Com’è noto, il cane domestico è il risultato di una forte selezione attuata dall’uomo e di millenni di isolamento riproduttivo dal lupo, nel corso dei quali l’animale ha sviluppato comportamenti più appropriati alle necessità umane e profondamente diversi rispetto al suo progenitore selvatico. Ma dal punto di vista biologico il cane e il lupo sono la stessa specie e in determinate circostanze possono accoppiarsi e generare ibridi fertili. Ed è quanto sta avvenendo, in modo massiccio, da diversi anni, sia per l’espansione del lupo in aree maggiormente antropizzate, sia per il fenomeno del randagismo canino. I due animali, lupo e cane, hanno  oggi maggiori occasioni di incontro che in passato. E l’ibridazione è quasi inevitabile.

Basti pensare che nell’ambito dello studio condotto dall’Università La Sapienza di Roma, sulla base di 152 campioni raccolti, corrispondenti a 39 lupi in 7 branchi differenti, i ricercatori hanno stimato una prevalenza di ibridazione del 70%, con individui ibridi presenti in almeno 6 dei 7 branchi monitorati. Inoltre, attraverso la ricostruzione genealogica è stato accertato che in almeno due di questi branchi gli individui ibridi godono dello status di riproduttori, e sono in grado quindi di tramandare le varianti genetiche di origine canina alle generazioni successive.

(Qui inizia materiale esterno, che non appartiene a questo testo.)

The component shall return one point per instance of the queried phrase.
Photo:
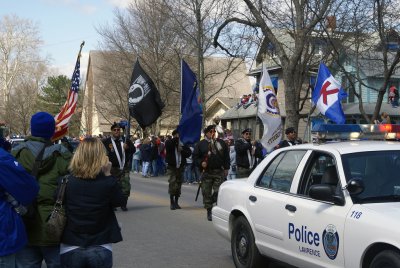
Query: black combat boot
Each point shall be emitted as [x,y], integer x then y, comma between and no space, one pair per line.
[172,206]
[176,202]
[209,217]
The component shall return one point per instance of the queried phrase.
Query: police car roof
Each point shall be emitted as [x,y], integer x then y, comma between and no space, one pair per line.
[346,147]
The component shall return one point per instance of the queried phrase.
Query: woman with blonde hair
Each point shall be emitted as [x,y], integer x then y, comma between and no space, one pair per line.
[90,197]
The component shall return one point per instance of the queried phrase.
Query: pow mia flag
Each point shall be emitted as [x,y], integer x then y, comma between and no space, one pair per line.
[144,100]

I risultati dello studio evidenziano quanto sia fondamentale non ignorare il fenomeno e mettere in campo tutte le migliori competenze e capacità gestionali per preservare l’integrità genetica del lupo. Il rischio di estinzione genomica oggi supera, infatti, quello dell’ estinzione demografica. E se nei primi anni ’70, quando il lupo sembrava quasi scomparso dall’Italia, si tentò di proteggere la specie, oggi è la stessa identità genetica del lupo che è messa a rischio come conseguenza, paradossalmente, delle dinamiche espansive della specie stessa. Oltre che dell’elevato numero di cani vaganti.